= Chelsea filter =

Optical filter used for identifying coloured stones

In gemmology, a Chelsea filter is a dichromatic optical filter used for identifying coloured stones.

==History==
The "chelsea" filter was originally devised by Anderson and Payne in 1934 of the Gem testing Laboratory of the London Chamber of Commerce & Industry. The filter was devised with the collaboration of gemmology students of the Chelsea College of Science and Technology where Basil Anderson was an instructor for the Gemmological Association of Great Britain. Since this filter allows transmission of both deep-red wavelengths around 690 nanometres and yellow-green wavelengths, around 570 nanometres, that matched emerald's emission and absorption characteristics, this filter was initially recommended to assist the discrimination between natural emerald and its simulants such as green glass, tourmaline, peridot, etc. This discrimination is possible because chromium (containing iron) and vanadium-free emeralds emit a red fluorescence when illuminated by white light that also has a content of ultraviolet wavelengths.

Synthetic emeralds were commercially introduced around 1940. These produce the same pink-red response as some emeralds through the Chelsea filter. However, although this filter is unable to predictably discriminate between natural and synthetic emerald, it has been subsequently found capable of distinguishing aquamarine, blue topaz, and their blue synthetic spinel simulants, because unlike natural gemstones, blue cobalt-containing synthetic spinels emit a red fluorescence under white light.

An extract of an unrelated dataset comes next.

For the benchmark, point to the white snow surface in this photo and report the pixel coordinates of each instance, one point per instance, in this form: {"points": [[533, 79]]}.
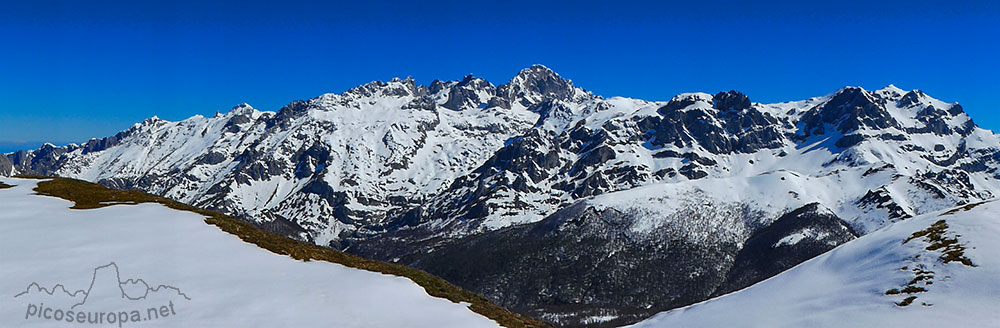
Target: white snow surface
{"points": [[229, 283], [846, 286]]}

Chelsea Colour Filter is a UK Trademark held by The Gemmological Association of Great Britain (UK Trademark Registration No. 1473951).

==Use==
Hold the filter an inch or two from the eye. Light the stone with a strong incandescent light bulb or torch, not LED. The stone may appear to change colour. The filter must be held near to the eye but there is no need to hold the filter close to the stone, even items in showcases can be examined providing they are lit by strong lights.

Chelsea Filters were also used to help separate aquamarine and natural zircon from synthetic flame-fusion spinel (used extensively in "birthstone" jewelry), as both of the former absorb the red portion of the spectrum and the synthetic spinel did not.